From Lower to Upper Station the funicular track stretches a distance of 1,996 metres which is the longest in Asia.
The tunnel is 79 metres in length, 3 metres wide and at 27.9 degrees – the steepest tunnel track in the world.
The interior of our car (4th generation 24th of April 2011 – ) and a third generation train permanently frozen in time on a disused track (1977 – 2010). The 1st generation was around in 1906, the 2nd generation October 1923-1977.
Wiki says: The Penang Hill Railway was initially constructed for the British colonial community to enjoy the cooler air of the Penang Hill. The first attempt at a mountain railway on Penang Hill began with a proposal by three British residents, D. Logan, Joseph Heim and Alan Wilson and the formation of a private company in 1897, with funding from the colonial administration. The first attempt used the steam engine and was not funicular, and it proved to be a failure. The line was constructed between 1901 and 1905, but did not work due to technical faults.
The Straits government then organized a new project in 1909. The Penang Hills Funicular Railway was designed by Arnold R Johnson, an engineer with the Federated Malay States Railways, based on a Swiss design.
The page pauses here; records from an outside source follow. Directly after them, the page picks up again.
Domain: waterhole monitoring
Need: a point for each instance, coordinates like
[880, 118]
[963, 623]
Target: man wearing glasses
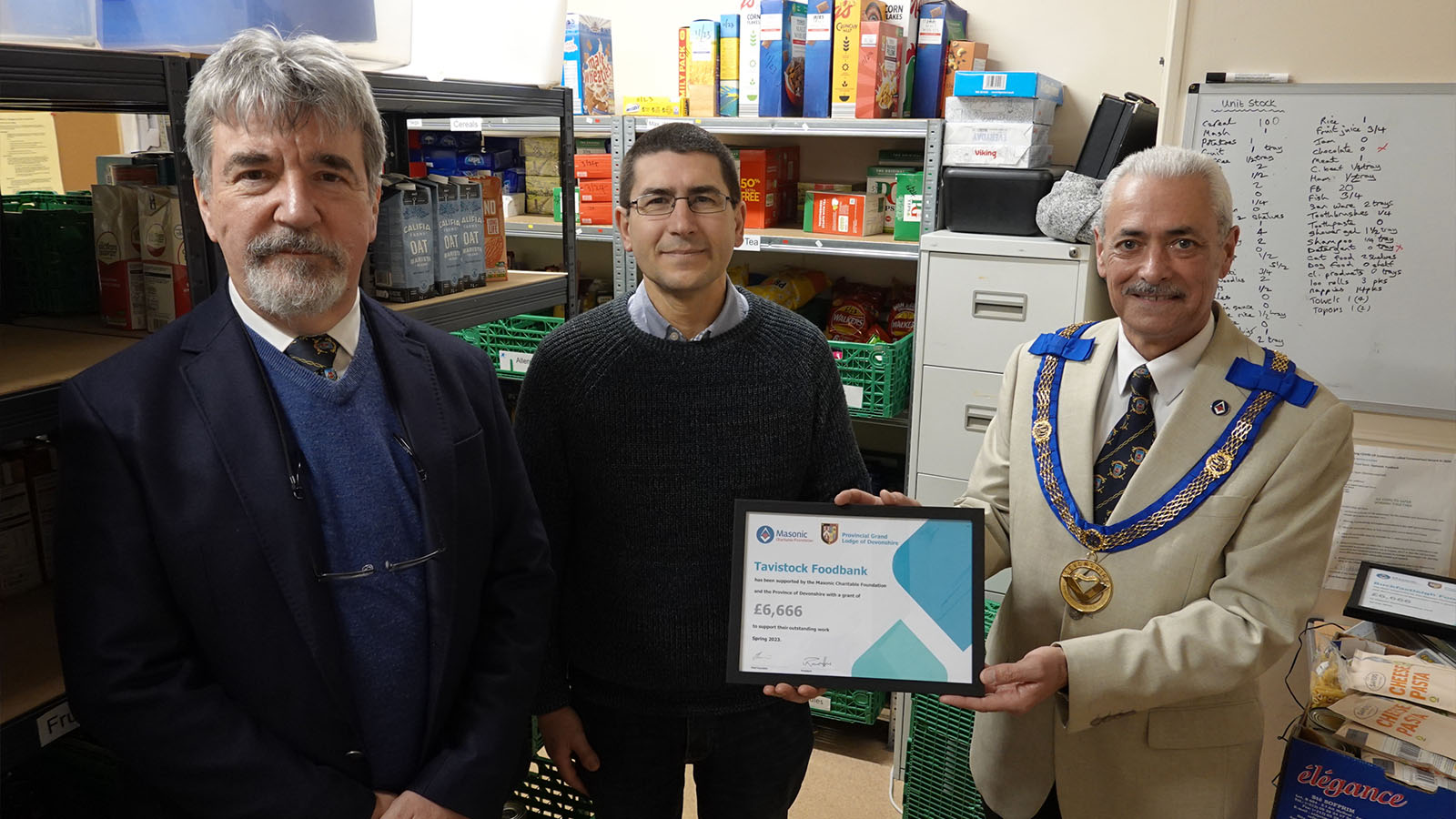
[300, 571]
[640, 423]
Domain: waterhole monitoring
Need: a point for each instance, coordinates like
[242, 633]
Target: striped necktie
[1126, 448]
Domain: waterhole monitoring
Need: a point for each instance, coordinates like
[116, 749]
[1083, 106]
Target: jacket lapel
[415, 394]
[232, 394]
[1193, 426]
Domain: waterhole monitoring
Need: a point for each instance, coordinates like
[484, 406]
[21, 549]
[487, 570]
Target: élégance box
[781, 60]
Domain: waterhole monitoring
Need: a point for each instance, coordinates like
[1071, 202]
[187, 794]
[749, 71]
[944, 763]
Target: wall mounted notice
[1397, 511]
[1346, 200]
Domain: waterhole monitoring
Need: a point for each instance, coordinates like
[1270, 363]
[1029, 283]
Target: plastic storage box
[376, 34]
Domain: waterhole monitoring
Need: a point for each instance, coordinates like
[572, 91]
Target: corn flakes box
[587, 63]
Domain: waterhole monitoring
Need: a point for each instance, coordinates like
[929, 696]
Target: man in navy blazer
[300, 570]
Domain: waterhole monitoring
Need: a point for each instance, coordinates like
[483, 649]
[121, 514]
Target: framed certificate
[1404, 598]
[885, 598]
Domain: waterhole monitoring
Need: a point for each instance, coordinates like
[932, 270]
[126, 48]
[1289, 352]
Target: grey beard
[288, 286]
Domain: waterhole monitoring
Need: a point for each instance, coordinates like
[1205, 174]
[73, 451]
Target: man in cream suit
[1167, 491]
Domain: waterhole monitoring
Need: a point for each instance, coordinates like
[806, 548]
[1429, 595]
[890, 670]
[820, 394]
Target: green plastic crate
[938, 775]
[545, 793]
[877, 376]
[861, 707]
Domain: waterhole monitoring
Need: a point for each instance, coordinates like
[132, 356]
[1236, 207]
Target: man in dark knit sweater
[640, 423]
[298, 569]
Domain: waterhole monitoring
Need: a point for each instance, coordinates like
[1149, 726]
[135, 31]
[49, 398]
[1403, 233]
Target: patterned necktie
[315, 353]
[1126, 448]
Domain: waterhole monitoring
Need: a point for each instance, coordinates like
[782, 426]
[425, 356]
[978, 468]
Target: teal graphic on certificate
[861, 593]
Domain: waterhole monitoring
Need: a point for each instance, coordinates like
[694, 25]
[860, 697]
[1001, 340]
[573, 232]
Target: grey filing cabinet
[977, 299]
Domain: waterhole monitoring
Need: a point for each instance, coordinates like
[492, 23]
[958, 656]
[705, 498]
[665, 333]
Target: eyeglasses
[662, 205]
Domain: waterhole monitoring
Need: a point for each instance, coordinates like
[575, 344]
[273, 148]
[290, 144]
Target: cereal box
[941, 21]
[587, 63]
[905, 14]
[844, 215]
[728, 65]
[703, 69]
[878, 87]
[844, 94]
[118, 257]
[781, 66]
[164, 256]
[759, 182]
[749, 48]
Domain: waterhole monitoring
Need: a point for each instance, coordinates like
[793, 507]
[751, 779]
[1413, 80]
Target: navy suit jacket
[194, 636]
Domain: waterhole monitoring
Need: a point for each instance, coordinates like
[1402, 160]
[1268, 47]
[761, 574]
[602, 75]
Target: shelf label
[513, 361]
[56, 723]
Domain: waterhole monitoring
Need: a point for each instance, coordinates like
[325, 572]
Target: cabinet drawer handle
[979, 417]
[1005, 307]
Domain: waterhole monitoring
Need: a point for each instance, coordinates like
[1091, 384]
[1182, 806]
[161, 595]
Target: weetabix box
[164, 256]
[819, 57]
[759, 184]
[961, 56]
[749, 47]
[703, 69]
[587, 63]
[781, 63]
[844, 215]
[844, 92]
[118, 257]
[402, 254]
[880, 44]
[941, 21]
[728, 40]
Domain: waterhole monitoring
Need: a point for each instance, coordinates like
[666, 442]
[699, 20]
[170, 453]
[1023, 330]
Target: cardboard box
[164, 256]
[654, 106]
[999, 109]
[703, 69]
[594, 191]
[1008, 84]
[961, 56]
[759, 186]
[844, 215]
[996, 157]
[749, 56]
[587, 63]
[910, 193]
[781, 60]
[683, 56]
[905, 14]
[19, 560]
[844, 94]
[941, 21]
[116, 239]
[878, 87]
[728, 40]
[819, 57]
[593, 167]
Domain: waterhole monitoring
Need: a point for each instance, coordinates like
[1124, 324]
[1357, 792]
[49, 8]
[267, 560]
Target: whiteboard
[1346, 200]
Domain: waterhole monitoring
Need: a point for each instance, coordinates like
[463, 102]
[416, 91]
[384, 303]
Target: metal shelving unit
[38, 359]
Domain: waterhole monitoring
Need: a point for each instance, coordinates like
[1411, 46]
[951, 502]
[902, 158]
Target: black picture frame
[976, 516]
[1356, 608]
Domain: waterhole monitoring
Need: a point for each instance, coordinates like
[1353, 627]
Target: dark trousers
[744, 765]
[1048, 809]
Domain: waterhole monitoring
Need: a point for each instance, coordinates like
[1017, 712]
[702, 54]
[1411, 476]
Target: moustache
[1154, 290]
[271, 244]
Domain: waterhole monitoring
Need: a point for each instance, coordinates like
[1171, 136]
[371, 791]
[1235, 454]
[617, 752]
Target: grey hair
[1172, 162]
[261, 76]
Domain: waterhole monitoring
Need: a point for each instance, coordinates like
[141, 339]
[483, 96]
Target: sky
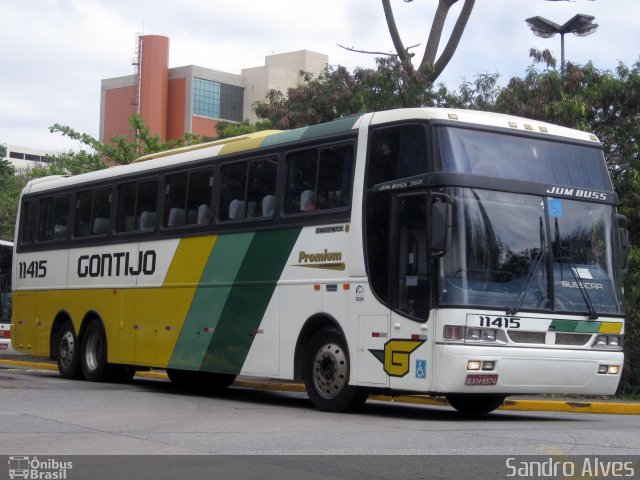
[54, 53]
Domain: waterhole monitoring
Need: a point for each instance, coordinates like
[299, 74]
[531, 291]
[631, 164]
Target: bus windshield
[517, 251]
[522, 158]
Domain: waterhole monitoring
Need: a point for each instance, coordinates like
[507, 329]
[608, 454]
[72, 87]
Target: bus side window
[137, 206]
[319, 179]
[396, 152]
[175, 200]
[53, 219]
[261, 188]
[93, 209]
[234, 182]
[199, 197]
[248, 189]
Construction of the second railway cost 1.5 million Straits dollars, and the 2,007m long funicular railway was informally opened on October 21, 1923 and it commenced operation. After a successful trial period, on 1 January 1924, the railway was officially opened by the then Governor of Straits Settlement, Sir L.N. Guillemard. In its first year of operation it carried 35,201 passengers and made 4,021 trips. The Penang Municipality, George Town managed and maintained the railway from its opening until February 1, 1977, when it was taken over by the Penang state Government.
Until 2010, the Penang Hills Funicular Railway had two independent sections due to the difference in gradient between the lower and upper section, and passengers were required to change train in the middle station. The upper and lower sections each had two counterbalanced 40-passenger cars, and each section had a passing loop in the middle and intermediate stops. The cars were pulled by steel cable electrically driven with 500 volts power. The railway has a tunnel which measures 258 feet long and is the steepest tunnel in the world. It took 30 minutes to go up the hill on the funicular service with a change of train in the middle station.
There was an upgrade of the service in 1977 and a complete overhaul in 2010.
Down we went.
The passing place.
We passed through Stesen Tengah (Middle Station) at a height of 349.4 metres. Another old train tucked away in history.
Amazing how many twists and turns we went through.
A quick look out of the side window to see the view and how far we had descended.
The last straight.
The final slight curve and the ten minute ride had come to an end. Out we got and went in search of the Hop On Hop Off Bus.